Why would American hotel workers, electricians, teachers, construction workers and a host of transportation workers unite against a foreign airline’s attempt to expand service to the U.S.? The answer: This particular airline is using the same race-to-the bottom tactics deployed by global corporations that have left a bad taste in the mouth of just about every American who works hard for a living.
The scheme by Norwegian Air International (NAI), to grow its transatlantic operations in violation of international obligations and contrary to U.S. law, has triggered a backlash from more than 20 unions representing millions of workers across the country. On April 1, this broad coalition called on U.S. Secretary of Transportation Anthony Foxx to reject NAI’s application for a foreign air carrier permit now pending before the U.S. Department of Transportation.
The controversy stems from NAI’s effort to register its aircraft in Ireland and hire Thailand-based flight crews through a Singaporean company so that it can scour the globe for the cheapest labor it can find and exploit.
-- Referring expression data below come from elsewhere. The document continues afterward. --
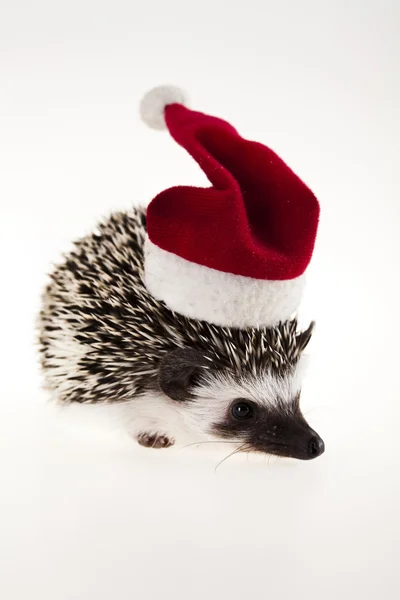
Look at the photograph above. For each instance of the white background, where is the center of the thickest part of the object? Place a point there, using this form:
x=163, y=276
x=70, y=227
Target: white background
x=88, y=515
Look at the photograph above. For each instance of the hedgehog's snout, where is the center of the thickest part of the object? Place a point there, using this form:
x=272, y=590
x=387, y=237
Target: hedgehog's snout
x=291, y=437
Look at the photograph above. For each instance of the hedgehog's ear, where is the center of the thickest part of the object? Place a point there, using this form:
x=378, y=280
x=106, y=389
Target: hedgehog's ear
x=179, y=370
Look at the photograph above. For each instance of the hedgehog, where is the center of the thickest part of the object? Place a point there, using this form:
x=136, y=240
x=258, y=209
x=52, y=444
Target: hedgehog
x=107, y=335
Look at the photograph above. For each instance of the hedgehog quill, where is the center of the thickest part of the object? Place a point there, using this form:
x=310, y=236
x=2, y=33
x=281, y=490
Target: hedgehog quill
x=182, y=316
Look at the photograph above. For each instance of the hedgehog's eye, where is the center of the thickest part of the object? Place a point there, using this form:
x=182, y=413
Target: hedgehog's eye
x=242, y=410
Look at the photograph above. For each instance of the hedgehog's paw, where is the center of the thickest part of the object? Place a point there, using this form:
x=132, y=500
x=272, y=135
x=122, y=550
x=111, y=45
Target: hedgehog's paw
x=154, y=439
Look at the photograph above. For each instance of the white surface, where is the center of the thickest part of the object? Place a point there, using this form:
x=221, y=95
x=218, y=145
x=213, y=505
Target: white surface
x=89, y=516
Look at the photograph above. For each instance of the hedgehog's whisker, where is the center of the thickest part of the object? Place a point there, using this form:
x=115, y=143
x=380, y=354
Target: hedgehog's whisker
x=210, y=442
x=229, y=455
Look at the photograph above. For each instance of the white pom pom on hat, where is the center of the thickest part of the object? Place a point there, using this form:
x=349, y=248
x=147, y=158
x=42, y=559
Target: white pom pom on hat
x=154, y=102
x=235, y=253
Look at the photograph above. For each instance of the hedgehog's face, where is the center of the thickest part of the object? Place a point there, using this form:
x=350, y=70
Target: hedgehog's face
x=260, y=412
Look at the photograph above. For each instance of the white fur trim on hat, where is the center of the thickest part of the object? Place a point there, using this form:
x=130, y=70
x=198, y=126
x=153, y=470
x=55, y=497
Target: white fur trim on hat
x=154, y=102
x=216, y=297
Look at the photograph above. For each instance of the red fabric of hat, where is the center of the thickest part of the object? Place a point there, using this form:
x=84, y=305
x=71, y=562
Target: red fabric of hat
x=257, y=220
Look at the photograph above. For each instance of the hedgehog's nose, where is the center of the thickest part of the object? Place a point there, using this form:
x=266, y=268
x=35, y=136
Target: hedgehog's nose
x=316, y=447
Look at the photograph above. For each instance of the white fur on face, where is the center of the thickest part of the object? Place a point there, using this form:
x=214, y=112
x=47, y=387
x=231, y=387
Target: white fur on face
x=190, y=422
x=215, y=395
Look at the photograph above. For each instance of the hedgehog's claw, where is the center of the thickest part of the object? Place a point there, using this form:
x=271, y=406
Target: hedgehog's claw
x=154, y=440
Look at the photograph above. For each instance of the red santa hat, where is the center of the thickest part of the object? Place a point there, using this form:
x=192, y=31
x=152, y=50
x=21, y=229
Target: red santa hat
x=235, y=253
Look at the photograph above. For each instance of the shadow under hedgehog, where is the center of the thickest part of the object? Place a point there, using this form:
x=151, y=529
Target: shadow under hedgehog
x=181, y=316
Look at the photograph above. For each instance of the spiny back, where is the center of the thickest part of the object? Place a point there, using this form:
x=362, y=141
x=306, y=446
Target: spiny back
x=102, y=334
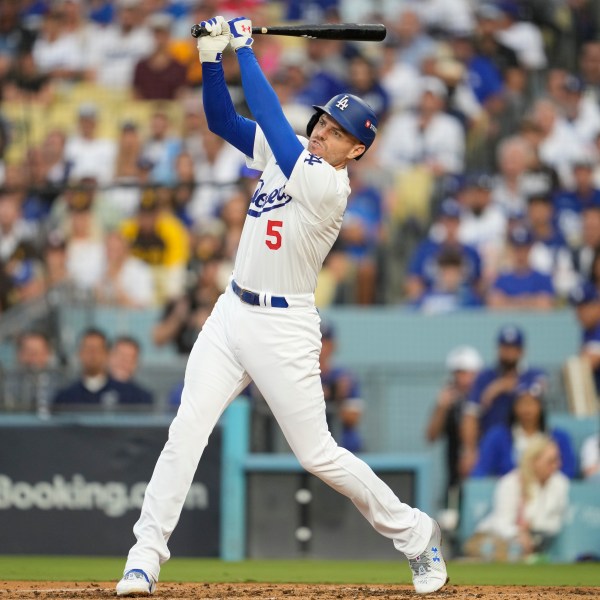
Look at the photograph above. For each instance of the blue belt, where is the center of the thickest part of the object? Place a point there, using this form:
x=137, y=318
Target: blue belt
x=253, y=298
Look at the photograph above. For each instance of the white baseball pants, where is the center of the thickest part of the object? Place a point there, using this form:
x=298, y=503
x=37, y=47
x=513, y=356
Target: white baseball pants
x=278, y=349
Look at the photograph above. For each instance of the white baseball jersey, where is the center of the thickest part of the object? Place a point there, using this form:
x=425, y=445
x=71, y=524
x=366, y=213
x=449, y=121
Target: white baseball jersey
x=291, y=224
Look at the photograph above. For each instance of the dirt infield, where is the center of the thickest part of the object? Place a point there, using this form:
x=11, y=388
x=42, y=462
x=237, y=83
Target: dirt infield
x=45, y=590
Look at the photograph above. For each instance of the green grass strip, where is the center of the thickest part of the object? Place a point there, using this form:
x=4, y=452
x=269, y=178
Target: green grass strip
x=78, y=568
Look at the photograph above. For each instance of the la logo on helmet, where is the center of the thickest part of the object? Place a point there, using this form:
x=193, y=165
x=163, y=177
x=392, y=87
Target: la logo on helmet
x=342, y=103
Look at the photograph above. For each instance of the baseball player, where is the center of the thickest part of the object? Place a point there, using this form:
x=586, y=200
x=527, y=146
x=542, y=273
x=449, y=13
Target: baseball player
x=265, y=326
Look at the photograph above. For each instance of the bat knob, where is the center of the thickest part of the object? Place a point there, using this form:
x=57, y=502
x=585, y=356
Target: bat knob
x=197, y=30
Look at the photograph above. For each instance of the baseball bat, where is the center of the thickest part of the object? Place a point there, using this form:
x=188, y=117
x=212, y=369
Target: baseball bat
x=357, y=32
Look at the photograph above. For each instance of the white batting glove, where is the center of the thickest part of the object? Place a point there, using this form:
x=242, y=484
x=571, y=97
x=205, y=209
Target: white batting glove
x=211, y=47
x=241, y=33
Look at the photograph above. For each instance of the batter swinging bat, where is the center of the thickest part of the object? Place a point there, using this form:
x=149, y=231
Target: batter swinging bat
x=358, y=32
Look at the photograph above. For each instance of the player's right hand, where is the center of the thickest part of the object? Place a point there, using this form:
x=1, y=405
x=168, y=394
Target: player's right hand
x=211, y=47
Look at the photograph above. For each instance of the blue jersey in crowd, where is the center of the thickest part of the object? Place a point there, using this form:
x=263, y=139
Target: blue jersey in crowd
x=518, y=284
x=499, y=411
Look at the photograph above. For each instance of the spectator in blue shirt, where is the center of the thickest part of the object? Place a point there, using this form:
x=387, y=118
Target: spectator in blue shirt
x=424, y=266
x=342, y=395
x=95, y=388
x=585, y=298
x=503, y=445
x=493, y=393
x=450, y=291
x=520, y=286
x=570, y=204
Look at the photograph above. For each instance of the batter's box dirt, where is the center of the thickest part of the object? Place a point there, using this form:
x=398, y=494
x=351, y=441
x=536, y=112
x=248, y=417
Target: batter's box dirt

NAI may have thought it could slip under the radar, but the outcry against the airline’s Walmart-style strategy underscores a new determination in our movement to unify in the face of powerful business forces pressuring governments to do their bidding, The letter to Secretary Foxx pulls no punches in laying out why unions have coalesced against NAI’s expansion plans:
“As the representatives of unions that represent workers in several sectors of our economy we have seen first-hand the effects of un-checked globalization on the American workforce. Too often, poorly conceived and badly enforced free trade agreements have led to the offshoring of U.S. jobs. That is why U.S. industries that previously formed the backbone of our economy have seen dramatic job losses that have coincided with the erosion of the middle class.”
The signatories to the letter understand that while airline employees are the immediate target of Norwegian’s low-road ploy, workers across the breadth of the American and global economy face the same threat. By standing up to this airline scheme, the labor movement is sending a loud and clear message: with too many middle class jobs vanishing we will do battle with business schemes designed to destroy them.